🤖 AI Summary
This work addresses the combinatorial explosion and high computational overhead inherent in task allocation and path planning for heterogeneous robotic teams in extraterrestrial exploration. To tackle these challenges, the authors propose a cooperative planning framework based on Multi-Agent Proximal Policy Optimization (MAPPO), which integrates reinforcement learning into the joint optimization of tasks and trajectories. By shifting the computational burden to offline training, the approach enables efficient online replanning in dynamic environments. Experimental results in planetary exploration simulations demonstrate that the method effectively approximates single-objective optimal solutions, substantially reduces planning latency, and exhibits strong scalability and real-time performance, making it well-suited for large-scale heterogeneous robotic teams.
📝 Abstract
Efficient robotic extraterrestrial exploration requires robots with diverse capabilities, ranging from scientific measurement tools to advanced locomotion.
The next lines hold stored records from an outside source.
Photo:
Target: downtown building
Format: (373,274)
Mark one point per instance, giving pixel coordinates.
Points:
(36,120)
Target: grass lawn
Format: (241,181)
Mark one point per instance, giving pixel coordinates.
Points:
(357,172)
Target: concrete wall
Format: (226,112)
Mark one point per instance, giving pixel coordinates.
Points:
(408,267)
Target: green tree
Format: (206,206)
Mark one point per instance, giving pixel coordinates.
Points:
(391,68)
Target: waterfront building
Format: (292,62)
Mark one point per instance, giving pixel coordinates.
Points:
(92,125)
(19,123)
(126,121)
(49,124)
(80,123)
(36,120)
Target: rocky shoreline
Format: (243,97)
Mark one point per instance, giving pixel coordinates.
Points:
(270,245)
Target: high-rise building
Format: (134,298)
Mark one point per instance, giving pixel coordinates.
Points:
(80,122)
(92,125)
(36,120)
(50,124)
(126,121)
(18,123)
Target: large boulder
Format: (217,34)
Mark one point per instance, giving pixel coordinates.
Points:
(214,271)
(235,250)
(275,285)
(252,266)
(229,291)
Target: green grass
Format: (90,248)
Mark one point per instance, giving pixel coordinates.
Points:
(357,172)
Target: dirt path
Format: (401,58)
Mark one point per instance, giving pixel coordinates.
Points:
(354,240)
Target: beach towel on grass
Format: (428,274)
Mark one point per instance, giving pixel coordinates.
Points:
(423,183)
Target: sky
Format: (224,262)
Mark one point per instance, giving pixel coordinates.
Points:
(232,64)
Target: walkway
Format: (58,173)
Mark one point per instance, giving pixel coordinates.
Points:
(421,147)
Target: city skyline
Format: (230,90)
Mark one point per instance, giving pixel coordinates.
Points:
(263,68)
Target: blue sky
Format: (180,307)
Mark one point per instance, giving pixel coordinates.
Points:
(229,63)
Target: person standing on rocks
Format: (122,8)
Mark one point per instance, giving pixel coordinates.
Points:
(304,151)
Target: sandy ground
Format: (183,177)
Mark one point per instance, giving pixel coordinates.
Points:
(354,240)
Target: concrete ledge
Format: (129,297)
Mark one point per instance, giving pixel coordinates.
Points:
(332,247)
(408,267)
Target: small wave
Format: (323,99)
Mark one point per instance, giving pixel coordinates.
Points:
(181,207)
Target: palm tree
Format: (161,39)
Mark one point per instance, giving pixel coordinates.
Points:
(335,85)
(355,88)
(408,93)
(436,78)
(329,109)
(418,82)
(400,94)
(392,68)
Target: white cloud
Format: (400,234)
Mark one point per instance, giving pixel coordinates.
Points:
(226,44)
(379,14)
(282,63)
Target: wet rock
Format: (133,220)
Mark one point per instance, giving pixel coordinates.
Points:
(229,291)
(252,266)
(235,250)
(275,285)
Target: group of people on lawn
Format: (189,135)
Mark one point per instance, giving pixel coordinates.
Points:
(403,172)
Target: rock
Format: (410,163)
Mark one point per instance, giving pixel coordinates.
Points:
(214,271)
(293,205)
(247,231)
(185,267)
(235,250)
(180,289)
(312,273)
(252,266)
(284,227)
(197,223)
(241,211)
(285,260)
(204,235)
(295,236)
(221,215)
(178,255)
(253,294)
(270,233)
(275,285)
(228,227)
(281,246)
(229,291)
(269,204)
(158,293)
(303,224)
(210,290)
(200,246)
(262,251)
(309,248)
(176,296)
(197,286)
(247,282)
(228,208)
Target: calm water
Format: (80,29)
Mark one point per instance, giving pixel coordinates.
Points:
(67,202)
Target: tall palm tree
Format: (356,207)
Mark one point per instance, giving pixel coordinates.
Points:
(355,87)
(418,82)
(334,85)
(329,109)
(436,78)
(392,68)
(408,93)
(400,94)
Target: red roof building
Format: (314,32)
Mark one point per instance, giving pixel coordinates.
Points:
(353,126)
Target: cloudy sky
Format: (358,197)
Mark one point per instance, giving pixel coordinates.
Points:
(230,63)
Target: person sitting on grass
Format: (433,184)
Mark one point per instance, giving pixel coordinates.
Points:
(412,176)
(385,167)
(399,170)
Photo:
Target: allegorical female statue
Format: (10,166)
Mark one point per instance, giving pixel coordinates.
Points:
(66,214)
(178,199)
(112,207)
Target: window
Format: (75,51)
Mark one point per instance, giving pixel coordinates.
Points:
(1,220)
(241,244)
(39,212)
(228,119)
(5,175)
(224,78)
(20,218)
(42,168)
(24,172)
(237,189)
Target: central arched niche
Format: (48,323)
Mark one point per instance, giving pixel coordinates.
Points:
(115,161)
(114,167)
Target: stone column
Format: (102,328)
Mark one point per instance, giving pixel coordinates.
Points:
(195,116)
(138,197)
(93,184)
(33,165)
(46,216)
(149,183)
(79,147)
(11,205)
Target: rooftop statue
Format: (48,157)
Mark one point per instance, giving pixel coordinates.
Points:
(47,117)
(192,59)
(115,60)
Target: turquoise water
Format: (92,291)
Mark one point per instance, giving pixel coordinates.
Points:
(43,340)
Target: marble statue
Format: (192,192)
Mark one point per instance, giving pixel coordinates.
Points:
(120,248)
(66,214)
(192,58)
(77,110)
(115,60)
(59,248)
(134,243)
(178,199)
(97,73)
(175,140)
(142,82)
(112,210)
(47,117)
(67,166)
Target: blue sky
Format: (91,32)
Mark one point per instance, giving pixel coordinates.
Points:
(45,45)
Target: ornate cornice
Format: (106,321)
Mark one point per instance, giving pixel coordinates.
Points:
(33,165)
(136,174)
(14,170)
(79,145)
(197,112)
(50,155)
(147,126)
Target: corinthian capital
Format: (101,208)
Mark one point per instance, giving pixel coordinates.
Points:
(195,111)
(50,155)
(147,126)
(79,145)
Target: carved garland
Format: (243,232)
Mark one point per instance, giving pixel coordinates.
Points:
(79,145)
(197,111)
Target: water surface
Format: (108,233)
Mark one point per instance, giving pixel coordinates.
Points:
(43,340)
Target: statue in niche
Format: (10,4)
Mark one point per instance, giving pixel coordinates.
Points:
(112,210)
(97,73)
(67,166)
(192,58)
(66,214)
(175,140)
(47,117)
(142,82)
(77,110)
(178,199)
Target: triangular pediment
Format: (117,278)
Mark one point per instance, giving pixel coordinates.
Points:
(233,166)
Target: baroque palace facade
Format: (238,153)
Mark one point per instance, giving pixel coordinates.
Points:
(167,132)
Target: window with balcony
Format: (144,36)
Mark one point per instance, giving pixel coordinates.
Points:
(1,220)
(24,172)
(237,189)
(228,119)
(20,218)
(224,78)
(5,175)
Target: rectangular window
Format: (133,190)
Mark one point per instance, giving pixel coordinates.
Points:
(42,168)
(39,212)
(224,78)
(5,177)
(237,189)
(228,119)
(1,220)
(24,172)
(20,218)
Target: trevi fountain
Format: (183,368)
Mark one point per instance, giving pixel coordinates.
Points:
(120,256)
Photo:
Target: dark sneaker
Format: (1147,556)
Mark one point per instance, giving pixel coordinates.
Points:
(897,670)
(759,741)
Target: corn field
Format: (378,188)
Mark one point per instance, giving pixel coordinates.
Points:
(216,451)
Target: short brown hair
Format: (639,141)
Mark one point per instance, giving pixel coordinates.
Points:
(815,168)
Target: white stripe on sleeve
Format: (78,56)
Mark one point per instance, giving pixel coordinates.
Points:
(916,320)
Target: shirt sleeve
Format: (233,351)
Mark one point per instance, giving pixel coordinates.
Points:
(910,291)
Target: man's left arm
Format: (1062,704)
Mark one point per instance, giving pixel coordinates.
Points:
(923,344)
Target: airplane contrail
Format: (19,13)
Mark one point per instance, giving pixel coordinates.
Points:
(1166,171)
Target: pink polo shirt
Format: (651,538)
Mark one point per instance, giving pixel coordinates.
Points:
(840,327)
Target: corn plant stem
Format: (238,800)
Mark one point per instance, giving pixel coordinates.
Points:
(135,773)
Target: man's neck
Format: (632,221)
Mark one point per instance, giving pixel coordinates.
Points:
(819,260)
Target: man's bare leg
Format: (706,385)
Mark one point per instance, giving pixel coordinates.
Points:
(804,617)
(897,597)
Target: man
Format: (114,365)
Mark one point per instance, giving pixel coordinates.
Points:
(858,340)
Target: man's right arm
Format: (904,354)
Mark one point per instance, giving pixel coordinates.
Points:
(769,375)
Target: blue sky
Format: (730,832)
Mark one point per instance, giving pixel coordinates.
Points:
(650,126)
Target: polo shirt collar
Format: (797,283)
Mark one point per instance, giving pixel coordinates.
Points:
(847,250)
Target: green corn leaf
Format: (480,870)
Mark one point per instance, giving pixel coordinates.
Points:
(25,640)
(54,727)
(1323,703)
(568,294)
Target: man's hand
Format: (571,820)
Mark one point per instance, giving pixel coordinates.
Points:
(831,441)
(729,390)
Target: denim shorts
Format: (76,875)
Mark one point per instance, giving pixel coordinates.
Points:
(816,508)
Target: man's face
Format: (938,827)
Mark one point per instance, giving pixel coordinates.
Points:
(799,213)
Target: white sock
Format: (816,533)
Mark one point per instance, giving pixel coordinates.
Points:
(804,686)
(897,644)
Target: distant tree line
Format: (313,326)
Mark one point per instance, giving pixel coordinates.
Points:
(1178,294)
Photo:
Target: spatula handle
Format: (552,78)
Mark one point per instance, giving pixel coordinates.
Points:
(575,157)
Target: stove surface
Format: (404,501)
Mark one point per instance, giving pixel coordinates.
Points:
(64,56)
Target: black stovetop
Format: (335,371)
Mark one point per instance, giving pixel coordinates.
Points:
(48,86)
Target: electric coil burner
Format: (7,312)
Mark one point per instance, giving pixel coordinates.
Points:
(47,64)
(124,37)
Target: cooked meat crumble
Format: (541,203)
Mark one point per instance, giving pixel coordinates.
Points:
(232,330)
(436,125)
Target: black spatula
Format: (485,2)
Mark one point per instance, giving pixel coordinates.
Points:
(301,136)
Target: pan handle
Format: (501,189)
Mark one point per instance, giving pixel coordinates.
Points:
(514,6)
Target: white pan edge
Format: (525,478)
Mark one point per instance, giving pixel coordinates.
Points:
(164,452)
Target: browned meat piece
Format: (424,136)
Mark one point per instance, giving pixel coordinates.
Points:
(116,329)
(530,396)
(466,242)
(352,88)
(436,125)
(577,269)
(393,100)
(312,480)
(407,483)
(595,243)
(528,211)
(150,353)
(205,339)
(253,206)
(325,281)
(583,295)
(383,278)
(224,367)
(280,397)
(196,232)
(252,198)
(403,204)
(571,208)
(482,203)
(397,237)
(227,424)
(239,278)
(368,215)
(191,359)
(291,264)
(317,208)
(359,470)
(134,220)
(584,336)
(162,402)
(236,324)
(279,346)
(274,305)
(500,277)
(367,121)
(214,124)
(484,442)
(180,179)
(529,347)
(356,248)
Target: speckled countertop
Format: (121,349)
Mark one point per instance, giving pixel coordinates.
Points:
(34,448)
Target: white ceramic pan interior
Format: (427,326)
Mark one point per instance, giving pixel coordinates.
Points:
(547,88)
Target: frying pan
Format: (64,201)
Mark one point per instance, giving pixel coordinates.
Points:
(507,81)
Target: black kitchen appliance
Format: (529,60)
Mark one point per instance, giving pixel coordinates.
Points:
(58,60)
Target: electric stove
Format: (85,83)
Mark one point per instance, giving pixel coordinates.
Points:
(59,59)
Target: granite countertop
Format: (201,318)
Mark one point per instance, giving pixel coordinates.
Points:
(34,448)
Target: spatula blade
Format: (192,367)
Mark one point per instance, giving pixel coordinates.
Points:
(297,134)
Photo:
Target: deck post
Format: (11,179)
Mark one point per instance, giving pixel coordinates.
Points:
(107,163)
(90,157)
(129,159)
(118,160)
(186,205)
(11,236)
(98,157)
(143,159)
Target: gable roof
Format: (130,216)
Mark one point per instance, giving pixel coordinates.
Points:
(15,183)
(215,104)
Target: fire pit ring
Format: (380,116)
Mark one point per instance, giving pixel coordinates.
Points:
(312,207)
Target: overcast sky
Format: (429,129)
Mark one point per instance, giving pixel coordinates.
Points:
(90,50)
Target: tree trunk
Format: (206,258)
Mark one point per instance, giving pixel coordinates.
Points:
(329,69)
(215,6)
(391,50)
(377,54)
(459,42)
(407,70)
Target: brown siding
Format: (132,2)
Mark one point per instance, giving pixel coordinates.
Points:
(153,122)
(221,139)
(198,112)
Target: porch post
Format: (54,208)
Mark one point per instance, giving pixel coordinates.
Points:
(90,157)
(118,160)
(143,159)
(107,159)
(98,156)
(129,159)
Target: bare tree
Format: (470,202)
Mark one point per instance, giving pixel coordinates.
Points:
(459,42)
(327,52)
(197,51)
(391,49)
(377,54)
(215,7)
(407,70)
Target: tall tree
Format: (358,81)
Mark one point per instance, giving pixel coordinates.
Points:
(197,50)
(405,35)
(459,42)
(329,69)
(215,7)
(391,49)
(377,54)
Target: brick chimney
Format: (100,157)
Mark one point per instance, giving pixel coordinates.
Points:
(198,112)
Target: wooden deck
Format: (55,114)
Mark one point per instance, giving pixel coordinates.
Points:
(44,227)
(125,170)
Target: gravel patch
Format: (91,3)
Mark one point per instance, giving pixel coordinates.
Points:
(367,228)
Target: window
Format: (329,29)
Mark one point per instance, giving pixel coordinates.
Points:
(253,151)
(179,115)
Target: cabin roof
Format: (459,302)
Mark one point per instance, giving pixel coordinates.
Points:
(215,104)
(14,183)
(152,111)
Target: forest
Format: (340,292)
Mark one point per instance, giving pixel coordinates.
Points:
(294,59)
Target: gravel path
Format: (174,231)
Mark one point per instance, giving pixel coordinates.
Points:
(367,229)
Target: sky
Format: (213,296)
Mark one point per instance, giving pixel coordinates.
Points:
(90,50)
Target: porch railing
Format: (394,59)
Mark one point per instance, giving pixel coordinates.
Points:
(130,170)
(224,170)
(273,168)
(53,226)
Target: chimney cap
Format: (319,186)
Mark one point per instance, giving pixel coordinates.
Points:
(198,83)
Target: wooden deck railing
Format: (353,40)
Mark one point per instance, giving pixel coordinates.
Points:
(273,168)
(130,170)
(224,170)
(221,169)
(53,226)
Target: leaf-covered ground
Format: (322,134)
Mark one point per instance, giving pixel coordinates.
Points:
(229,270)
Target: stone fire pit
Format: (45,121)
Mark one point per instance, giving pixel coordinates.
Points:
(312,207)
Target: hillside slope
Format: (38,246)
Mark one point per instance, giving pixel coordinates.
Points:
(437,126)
A robotic team enables the distribution of tasks over multiple specialized subsystems, each providing specific expertise to complete the mission. The central challenge lies in efficiently coordinating the team to maximize utilization and the extraction of scientific value. Classical planning algorithms scale poorly with problem size, leading to long planning cycles and high inference costs due to the combinatorial growth of possible robot-target allocations and possible trajectories. Learning-based methods are a viable alternative that move the scaling concern from runtime to training time, setting a critical step towards achieving real-time planning. In this work, we present a collaborative planning strategy based on Multi-Agent Proximal Policy Optimization (MAPPO) to coordinate a team of heterogeneous robots to solve a complex target allocation and scheduling problem. We benchmark our approach against single-objective optimal solutions obtained through exhaustive search and evaluate its ability to perform online replanning in the context of a planetary exploration scenario.